Não restam dúvidas que os estabelecimentos de ensino devem ser os parceiros privilegiados dos responsáveis municipais, já que são eles que estão vocacionados para chamar à colação os autores e as doutrinas que poderão influenciar os caminhos no diálogo intercultural. Afigura-se-me que, entre esses instrumentos, estarão a ciência e a filosofia, mais especialmente a filosofia do direito.
Todos estes contributos poderão ser elementos agregadores das diversas culturas. Mas, também o direito comparado, já que a comparação intercultural pode servir à formulação de leis e princípios gerais, independentes do tempo e do espaço, permitindo determinar os traços essenciais num número maior ou menor de ordens jurídicas concretas, encontrando-se então um fundo comum a todas.
No âmbito da resolução de conflitos há que lançar mão à equidade e reciprocidade como meios de alcançar a justiça e a paz social. Para os moralistas, a equidade é uma virtude integrada na justiça e ligada à prudência, mais precisamente respeitante ao discernimento dos casos singulares que escapam ao teor geral das normas. É encarada como uma justiça natural, superior à justiça positiva e, eventualmente, de outros valores necessários à humanização do direito.
A doutrina da equidade foi trabalhada por Platão, Aristóteles, Santo Alberto Magno, e S. Tomás de Aquino. A experiência jurídica histórica deu também o seu contributo: por exemplo, o direito romano e o direito canónico. Modernamente, tem havido um notável esforço na revalorização por parte da doutrina jurídica europeia, predominando a tradição aristotélica-tomista.
A equidade, sendo fonte universal do direito, pode ser a alma das nações e a força aglutinadora da comunidade organizada.
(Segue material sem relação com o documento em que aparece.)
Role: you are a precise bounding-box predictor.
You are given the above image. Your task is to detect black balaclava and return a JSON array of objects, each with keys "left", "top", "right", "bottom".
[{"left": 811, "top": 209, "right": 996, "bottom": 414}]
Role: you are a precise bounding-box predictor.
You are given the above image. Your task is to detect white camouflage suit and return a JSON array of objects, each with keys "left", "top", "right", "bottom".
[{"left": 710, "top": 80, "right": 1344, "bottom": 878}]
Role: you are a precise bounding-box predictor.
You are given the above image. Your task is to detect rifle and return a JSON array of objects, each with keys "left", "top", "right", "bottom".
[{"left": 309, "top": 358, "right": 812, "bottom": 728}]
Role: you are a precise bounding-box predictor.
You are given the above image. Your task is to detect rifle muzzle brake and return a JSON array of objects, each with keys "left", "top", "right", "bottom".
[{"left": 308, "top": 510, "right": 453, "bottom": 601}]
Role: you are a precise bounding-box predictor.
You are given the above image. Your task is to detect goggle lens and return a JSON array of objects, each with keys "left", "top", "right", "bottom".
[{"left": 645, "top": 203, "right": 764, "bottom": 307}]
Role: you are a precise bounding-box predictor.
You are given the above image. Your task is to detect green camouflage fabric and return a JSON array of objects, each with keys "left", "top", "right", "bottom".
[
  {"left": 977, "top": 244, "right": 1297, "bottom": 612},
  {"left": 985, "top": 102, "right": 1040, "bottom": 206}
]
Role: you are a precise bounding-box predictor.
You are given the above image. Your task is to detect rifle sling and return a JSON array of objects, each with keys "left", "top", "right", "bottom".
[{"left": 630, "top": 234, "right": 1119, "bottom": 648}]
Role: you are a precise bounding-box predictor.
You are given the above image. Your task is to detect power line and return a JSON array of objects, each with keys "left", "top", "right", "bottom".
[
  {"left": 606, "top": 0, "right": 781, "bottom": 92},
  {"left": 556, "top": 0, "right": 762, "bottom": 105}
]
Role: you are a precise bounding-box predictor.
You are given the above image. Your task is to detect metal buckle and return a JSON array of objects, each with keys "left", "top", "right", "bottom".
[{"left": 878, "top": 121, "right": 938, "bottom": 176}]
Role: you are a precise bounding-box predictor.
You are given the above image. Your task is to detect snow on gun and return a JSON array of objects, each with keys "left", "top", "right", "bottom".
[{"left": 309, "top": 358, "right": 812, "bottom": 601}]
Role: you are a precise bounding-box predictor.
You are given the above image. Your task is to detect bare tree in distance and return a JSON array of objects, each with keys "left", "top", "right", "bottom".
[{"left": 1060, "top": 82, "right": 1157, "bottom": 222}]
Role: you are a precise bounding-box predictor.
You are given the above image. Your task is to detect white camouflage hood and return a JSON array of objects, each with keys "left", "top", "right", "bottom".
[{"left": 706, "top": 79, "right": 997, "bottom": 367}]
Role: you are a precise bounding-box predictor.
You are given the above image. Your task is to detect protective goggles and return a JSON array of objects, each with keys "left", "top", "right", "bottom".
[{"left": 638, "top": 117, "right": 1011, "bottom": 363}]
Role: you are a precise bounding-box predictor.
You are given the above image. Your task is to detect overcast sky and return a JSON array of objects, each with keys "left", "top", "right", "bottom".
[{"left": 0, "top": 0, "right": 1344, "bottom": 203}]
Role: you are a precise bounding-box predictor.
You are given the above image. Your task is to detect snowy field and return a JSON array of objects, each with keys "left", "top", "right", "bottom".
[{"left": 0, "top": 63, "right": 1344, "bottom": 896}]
Como símbolo da união, no plano doutrinário, encontra-se, sem dúvida, o filósofo Immanuel Kant, nascido na cidade de Konigsberg, no que era então parte oriental da Prússia, por se afigurar que os princípios universais da sua doutrina moral, nomeadamente o seu imperativo categórico e os respeitantes ao direito, à cidadania e à paz, poderão conduzir à unidade possível das várias culturas, que sem comprometer a especificidade de cada uma, é capaz de dar o sentido ao diálogo intercultural.
A universalidade da moral kantiana reside no seu denominado imperativo categórico: “age de tal forma que a máxima da tua conduta possa ser erguida em regra universal”. Mas, Immanuel Kant ofereceu também à humanidade uma formulação complementar do imperativo categórico, que nos pode ajudar no alcance da equidade: “age de tal modo que trates sempre a humanidade, quer seja na tua pessoa, quer na dos outros, nunca unicamente como meios, mas sempre ao mesmo tempo como um fim”.
O justo e a justiça constituirão a meta do direito, ou seja, a sua razão teológica. Daí admitir-se que a referência valorativa do direito tenha de abranger os conceitos de justiça, igualdade, equidade, honestidade, solidariedade, clemência, bondade, lealdade, etc. Quando a humanidade (comunidade universal) existir nestes termos, então uma violação dos direitos, numa parte do mundo, será sentida, da mesma maneira, por toda a parte. Apenas ao abrigo desta condição é que poderemos, conforme escreveu Kant, lisonjearmo-nos a nós próprios com a certeza de que estamos continuamente a progredir em direção à paz perpétua.
PS. Parabéns a Guimarães por ter acolhido refugiados. Desta vez, são 30 cidadãos da comunidade YASIDI, alvo de perseguições e massacres por parte dos terroristas do Estado Islâmico.